When you do this with an RLM, you have even more output being added to the input automatically with a CoT prompt. Meaning that any model biases accumulate in the input even faster.
Another reason I suspect the CoT refeed vs training data pollution is that GPT-4.5 which is the latest (Feb 2025) non-reasoning model seems to have a lower hallucination rate on SimpleQA than o1. If the training data were the issue we'd see rates closer to o3/o4.

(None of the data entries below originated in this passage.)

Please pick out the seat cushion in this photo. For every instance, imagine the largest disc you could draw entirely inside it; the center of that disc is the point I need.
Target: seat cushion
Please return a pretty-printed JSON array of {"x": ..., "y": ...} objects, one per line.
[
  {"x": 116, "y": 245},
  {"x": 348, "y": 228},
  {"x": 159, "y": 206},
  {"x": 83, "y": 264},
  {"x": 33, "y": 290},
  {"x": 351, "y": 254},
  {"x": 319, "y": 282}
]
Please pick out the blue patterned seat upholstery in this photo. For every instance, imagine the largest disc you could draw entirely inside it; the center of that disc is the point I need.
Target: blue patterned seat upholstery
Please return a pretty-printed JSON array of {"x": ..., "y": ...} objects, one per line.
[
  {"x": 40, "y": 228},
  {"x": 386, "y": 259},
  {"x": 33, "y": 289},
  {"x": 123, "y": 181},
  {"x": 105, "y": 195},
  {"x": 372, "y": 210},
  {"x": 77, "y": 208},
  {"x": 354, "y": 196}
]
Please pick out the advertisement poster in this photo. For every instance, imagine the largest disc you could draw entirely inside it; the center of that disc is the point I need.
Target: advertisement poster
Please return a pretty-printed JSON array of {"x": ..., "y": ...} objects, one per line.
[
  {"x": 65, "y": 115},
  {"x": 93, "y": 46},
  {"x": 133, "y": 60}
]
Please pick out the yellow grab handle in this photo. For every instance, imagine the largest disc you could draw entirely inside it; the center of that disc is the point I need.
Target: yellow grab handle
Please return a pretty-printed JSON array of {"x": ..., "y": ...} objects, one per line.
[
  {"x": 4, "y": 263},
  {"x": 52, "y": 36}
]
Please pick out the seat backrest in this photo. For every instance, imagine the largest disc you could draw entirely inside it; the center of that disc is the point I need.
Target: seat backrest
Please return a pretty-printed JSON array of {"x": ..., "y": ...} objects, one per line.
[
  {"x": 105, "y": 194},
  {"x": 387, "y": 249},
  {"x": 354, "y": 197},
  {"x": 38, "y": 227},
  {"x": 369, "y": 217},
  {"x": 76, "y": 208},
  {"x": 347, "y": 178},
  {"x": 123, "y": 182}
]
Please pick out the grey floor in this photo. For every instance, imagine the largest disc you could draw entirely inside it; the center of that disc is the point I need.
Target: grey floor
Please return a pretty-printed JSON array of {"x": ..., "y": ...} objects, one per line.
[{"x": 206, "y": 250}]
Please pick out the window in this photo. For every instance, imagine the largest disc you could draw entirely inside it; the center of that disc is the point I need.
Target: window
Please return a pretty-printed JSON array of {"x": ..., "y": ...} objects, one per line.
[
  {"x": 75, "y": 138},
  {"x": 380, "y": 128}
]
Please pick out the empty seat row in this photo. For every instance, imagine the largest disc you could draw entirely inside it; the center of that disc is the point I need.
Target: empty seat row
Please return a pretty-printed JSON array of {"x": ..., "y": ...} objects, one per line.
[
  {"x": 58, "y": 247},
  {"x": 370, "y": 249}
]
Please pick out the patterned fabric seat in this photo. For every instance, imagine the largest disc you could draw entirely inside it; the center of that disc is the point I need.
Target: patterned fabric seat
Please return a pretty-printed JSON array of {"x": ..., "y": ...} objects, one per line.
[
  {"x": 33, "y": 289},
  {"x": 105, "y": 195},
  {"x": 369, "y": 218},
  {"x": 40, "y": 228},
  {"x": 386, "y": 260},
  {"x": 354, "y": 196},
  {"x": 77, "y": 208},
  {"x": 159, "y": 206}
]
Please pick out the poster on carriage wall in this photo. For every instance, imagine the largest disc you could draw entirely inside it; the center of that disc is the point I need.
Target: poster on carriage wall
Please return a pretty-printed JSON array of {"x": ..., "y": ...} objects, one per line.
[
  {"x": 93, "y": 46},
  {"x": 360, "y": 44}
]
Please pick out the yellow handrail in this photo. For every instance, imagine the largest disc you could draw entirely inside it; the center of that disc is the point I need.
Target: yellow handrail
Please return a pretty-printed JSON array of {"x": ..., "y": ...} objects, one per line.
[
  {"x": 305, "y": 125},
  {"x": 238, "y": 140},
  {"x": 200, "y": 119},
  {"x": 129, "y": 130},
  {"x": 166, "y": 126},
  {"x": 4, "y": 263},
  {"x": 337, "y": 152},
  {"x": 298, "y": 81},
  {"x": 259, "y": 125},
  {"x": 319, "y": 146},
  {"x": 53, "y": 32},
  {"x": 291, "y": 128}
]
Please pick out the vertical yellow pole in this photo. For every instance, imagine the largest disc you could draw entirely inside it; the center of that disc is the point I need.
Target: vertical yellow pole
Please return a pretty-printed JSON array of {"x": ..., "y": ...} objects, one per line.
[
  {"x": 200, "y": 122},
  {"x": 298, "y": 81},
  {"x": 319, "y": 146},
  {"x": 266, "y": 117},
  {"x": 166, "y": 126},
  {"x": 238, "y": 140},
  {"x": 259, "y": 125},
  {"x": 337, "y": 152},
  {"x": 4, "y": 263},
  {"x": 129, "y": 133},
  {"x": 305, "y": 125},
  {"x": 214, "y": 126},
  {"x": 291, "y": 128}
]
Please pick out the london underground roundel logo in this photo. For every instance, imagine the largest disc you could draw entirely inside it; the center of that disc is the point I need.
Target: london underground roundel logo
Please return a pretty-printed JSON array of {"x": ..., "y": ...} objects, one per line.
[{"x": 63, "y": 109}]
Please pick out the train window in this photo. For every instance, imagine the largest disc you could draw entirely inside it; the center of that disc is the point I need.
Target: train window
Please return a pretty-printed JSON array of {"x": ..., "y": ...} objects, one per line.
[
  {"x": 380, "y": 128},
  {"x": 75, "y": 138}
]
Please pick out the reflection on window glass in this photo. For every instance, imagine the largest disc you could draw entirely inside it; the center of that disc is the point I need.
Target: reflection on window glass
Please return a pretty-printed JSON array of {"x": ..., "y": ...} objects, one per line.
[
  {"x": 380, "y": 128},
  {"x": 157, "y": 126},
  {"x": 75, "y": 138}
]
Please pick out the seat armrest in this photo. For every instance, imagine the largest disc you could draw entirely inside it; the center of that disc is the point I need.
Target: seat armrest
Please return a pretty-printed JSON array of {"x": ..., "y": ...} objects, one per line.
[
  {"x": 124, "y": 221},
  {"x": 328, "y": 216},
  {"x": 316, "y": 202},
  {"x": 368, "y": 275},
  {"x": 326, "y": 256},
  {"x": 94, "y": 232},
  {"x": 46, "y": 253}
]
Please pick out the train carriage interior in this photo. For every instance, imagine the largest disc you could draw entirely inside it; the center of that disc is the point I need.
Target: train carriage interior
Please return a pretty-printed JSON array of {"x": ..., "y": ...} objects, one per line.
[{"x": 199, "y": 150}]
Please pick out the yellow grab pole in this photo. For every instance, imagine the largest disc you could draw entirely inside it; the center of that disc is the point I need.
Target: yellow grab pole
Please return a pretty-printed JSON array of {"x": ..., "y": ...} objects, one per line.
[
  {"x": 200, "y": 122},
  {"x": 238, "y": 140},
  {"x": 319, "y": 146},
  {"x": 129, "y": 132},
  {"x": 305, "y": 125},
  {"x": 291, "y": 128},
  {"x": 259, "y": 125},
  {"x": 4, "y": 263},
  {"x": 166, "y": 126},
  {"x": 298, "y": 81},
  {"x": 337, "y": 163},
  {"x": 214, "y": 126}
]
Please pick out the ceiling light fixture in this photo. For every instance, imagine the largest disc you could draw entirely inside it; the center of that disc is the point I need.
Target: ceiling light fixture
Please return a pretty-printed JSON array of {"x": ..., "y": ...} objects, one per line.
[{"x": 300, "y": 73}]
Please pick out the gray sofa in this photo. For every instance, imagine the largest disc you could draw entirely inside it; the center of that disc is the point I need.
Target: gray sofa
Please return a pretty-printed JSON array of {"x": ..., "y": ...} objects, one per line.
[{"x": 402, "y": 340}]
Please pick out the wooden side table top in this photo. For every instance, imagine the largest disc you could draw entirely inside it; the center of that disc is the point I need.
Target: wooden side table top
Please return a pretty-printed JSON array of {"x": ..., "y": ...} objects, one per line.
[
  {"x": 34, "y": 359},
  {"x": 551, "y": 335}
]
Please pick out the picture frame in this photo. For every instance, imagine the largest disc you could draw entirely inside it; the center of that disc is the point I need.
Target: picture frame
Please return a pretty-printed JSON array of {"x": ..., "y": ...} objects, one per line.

The other big difference between o1 and o3 and o4 that may explain the higher rate of hallucinations is that the o1's reasoning is not user accessible, and it's purposefully trained to not have safe guards on reasoning. Where o3 and o4 have public reasoning and reasoning safeguards. I think safeguards may be a significant source of hallucination because they change prompt intent, encoding and output. So on a non-o1 model that safeguard process is happening twice per turn once for reasoning and once for output, then being accumulated into the next turn's input. On an o1 model that's happening once per turn only for output and then being accumulated.
Ah so ChatGPT works slightly different than what I'm used to. I have really only explored AI locally via ollama because I'm an OSS zealot and I need my tooling to be deterministic so I need to be able to eliminate service changes from the equation.
My experience is that with ollama and deepseek r1 it reprocess the think tags. they get referenced directly.
At this point my debug instincts have been convinced that my idea is unlikely.
Have we tried asking ChatGPT what's wrong before chain of thought prompting the benchmark data for each model to itself?
I was trying to make a joke about this and was trying to remember the disease that tech priests get in Rogue Trader and Googles search AI hallucinated wh40k lore based on someone's home brew..... Not only that it hallucinated the characters back story that's not even in the post to give them a genetic developmental disorder..... To answer my question....I feel gross. Fucking man made horrors.